| Briefing
Zrobię wszystko, aby znów trafić do siatki
W obecnym sezonie Elia Soriano jest najlepszym strzelcem Korony Kielce. Napastnik już ośmiokrotnie wpisywał się na listę strzelców i jak sam zaznacza: we Wrocławiu powalczy o kolejne gole. – Jestem zadowolony ze swojego dorobku bramkowego. Oczywiście wiem, że mogło być lepiej. Będę więc robił wszystko, aby po raz kolejny trafić do siatki w najbliższych meczach – mówi sam zainteresowany przed pojedynkiem ze Śląskiem Wrocław.
Mimo tego, że Śląsk spisuje się w tym sezonie poniżej oczekiwań, to kielczanie doceniają klasę rywala. Wrocławianie są drużyną szczególnie niebezpieczną w ofensywie. W obecnych rozgrywkach zdobyli już 25 goli.
- Oglądamy wideo i analizujemy przeciwników. Znamy ich mocne i słabe strony. O Śląsku mogę powiedzieć, że to dobry, mocny zespół. Są bardzo silni w ofensywie, głównie za sprawą Robaka. Musimy patrzeć na nich z respektem, bo w tej lidze każdy może wygrać z każdym – twierdzi snajper Korony.
Żółto-czerwoni w ostatnich dwóch meczach tego roku będą chcieli zainkasować komplet punktów. Ich ambicja została podrażniona przed tygodniem, gdy zremisowali z Wisłą Płock. – Skupiam się głównie na naszej grze. Pracowaliśmy w tym tygodniu bardzo solidnie i czekam na to, abyśmy rozegrali we Wrocławiu dobry mecz – tłumaczy 29-latek.

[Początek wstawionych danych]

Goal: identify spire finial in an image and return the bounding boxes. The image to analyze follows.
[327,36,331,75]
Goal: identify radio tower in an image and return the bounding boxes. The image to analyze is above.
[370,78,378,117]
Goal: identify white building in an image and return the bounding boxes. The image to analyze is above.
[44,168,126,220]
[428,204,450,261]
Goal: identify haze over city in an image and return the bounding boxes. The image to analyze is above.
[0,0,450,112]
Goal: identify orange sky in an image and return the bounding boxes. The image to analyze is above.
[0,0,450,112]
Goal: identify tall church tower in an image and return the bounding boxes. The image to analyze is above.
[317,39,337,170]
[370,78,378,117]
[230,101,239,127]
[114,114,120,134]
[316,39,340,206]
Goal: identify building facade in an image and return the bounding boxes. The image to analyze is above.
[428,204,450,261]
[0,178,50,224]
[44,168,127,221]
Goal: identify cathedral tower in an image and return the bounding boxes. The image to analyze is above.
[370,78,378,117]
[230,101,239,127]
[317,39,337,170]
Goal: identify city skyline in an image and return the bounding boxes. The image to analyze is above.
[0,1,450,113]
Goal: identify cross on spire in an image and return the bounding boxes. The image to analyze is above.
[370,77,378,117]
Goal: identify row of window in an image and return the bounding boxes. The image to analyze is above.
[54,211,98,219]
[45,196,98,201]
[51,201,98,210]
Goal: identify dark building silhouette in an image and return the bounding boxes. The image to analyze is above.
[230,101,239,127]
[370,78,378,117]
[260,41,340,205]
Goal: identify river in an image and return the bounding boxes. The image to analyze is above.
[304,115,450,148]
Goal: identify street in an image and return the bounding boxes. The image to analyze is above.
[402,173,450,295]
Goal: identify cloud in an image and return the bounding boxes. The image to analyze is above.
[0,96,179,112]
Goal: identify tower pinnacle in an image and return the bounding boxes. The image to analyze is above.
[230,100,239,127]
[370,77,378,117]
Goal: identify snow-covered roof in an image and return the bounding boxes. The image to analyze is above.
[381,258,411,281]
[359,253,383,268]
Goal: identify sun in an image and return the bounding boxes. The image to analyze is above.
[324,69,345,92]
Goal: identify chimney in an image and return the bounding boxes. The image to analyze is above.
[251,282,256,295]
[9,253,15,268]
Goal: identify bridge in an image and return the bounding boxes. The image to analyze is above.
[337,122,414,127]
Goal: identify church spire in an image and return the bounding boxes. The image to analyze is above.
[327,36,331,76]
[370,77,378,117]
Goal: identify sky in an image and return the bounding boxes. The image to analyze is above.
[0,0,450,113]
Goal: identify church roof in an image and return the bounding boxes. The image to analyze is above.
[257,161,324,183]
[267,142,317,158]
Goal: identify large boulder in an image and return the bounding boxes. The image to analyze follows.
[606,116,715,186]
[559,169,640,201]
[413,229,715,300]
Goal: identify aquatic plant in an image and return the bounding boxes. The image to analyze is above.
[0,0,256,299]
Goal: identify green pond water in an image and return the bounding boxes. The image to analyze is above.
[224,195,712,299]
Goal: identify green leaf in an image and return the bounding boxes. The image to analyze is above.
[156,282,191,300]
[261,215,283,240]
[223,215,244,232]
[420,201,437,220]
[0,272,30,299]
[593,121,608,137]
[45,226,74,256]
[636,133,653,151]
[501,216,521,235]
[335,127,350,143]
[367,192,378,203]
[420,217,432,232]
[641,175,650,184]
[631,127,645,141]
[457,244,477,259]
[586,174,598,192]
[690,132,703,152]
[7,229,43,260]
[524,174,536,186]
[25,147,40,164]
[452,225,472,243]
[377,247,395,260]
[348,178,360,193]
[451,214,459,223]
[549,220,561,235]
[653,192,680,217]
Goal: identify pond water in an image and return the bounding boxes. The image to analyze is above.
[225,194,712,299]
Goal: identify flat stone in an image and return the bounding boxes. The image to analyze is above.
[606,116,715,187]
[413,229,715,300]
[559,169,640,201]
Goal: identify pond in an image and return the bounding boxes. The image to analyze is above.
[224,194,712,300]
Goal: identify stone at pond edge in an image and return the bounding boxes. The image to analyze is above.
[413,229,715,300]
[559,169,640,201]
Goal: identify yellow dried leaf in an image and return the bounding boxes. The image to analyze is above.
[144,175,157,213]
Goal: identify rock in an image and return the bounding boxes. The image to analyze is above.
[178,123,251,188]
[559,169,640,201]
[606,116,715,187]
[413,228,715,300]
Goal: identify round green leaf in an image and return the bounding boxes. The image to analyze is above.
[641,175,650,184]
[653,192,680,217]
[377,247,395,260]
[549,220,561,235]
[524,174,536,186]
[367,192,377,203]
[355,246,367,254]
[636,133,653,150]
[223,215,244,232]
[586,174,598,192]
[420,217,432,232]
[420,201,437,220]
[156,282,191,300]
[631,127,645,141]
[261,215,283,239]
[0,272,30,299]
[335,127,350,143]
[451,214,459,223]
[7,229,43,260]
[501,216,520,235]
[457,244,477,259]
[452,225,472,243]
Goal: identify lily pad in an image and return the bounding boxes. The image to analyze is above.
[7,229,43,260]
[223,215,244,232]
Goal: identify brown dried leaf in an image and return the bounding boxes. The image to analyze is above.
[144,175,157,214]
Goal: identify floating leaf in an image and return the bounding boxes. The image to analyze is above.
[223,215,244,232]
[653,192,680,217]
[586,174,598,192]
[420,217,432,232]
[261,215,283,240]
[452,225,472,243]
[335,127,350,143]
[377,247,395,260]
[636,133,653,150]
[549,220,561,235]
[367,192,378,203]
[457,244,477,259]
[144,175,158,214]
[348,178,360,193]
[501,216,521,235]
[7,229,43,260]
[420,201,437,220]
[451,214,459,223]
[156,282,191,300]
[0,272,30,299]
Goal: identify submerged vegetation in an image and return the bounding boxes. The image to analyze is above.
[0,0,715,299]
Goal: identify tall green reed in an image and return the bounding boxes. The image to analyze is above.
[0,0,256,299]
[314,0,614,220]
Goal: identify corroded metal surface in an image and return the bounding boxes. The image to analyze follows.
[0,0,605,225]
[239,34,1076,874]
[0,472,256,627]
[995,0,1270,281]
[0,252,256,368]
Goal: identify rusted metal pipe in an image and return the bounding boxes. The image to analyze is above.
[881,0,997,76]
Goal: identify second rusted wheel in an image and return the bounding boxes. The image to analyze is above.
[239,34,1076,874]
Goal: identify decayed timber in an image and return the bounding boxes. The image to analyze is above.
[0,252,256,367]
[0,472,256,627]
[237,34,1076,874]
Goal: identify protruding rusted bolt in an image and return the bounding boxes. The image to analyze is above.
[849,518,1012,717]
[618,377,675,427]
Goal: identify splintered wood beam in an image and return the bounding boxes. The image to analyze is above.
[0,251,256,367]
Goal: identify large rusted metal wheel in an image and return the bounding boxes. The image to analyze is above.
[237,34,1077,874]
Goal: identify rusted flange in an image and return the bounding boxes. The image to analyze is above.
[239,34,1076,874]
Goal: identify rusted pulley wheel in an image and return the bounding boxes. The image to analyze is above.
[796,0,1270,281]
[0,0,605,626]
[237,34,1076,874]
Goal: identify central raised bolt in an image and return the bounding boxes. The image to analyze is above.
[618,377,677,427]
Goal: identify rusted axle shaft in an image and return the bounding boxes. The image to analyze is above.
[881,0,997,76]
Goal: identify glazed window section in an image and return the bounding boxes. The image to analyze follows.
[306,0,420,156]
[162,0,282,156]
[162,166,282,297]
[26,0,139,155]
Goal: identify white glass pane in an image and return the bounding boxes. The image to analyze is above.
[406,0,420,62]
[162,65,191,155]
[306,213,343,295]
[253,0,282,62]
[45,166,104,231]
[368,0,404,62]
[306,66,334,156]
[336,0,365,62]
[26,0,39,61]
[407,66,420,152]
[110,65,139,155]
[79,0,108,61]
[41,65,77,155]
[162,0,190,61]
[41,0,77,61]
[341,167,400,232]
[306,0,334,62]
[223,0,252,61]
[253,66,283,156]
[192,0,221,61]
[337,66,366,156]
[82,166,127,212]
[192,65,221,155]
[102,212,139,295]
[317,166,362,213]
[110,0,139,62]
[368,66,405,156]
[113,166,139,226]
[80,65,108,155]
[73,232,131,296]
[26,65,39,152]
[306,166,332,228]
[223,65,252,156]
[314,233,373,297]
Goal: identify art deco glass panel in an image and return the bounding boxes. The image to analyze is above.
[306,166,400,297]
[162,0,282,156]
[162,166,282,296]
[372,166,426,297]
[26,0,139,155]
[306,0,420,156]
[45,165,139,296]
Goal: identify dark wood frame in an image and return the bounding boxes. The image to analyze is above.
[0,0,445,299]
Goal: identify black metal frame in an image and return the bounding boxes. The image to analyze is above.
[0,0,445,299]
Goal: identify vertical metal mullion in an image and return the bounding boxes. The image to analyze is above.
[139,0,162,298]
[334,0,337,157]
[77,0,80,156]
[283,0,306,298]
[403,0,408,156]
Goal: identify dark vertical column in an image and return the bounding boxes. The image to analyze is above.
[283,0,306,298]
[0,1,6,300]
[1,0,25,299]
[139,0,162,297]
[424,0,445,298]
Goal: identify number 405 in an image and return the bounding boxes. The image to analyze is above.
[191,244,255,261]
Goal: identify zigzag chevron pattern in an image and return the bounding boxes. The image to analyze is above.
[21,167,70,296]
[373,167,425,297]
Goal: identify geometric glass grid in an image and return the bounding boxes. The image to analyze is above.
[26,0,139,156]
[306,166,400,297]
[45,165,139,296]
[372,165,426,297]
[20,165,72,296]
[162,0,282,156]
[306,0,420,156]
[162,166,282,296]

Jeśli Korona Kielce zdobędzie we Wrocławiu bramkę, kibice mogą spodziewać się, że będzie ona celebrowana tzw. „kołyską”. Wszystko za sprawą Mateusza Możdżenia, któremu w tym tygodniu urodził się syn, Julian.
- W ostatnim meczu strzelił bramkę, co było dla niego prezentem. Jeśli zdobędziemy gola w najbliższym starciu, to na pewno zadedykujemy ją rodzinie Mateusza. Czy musimy trenować taką „cieszynkę”? Nie (śmiech), doskonale ją znamy – kwituje Soriano.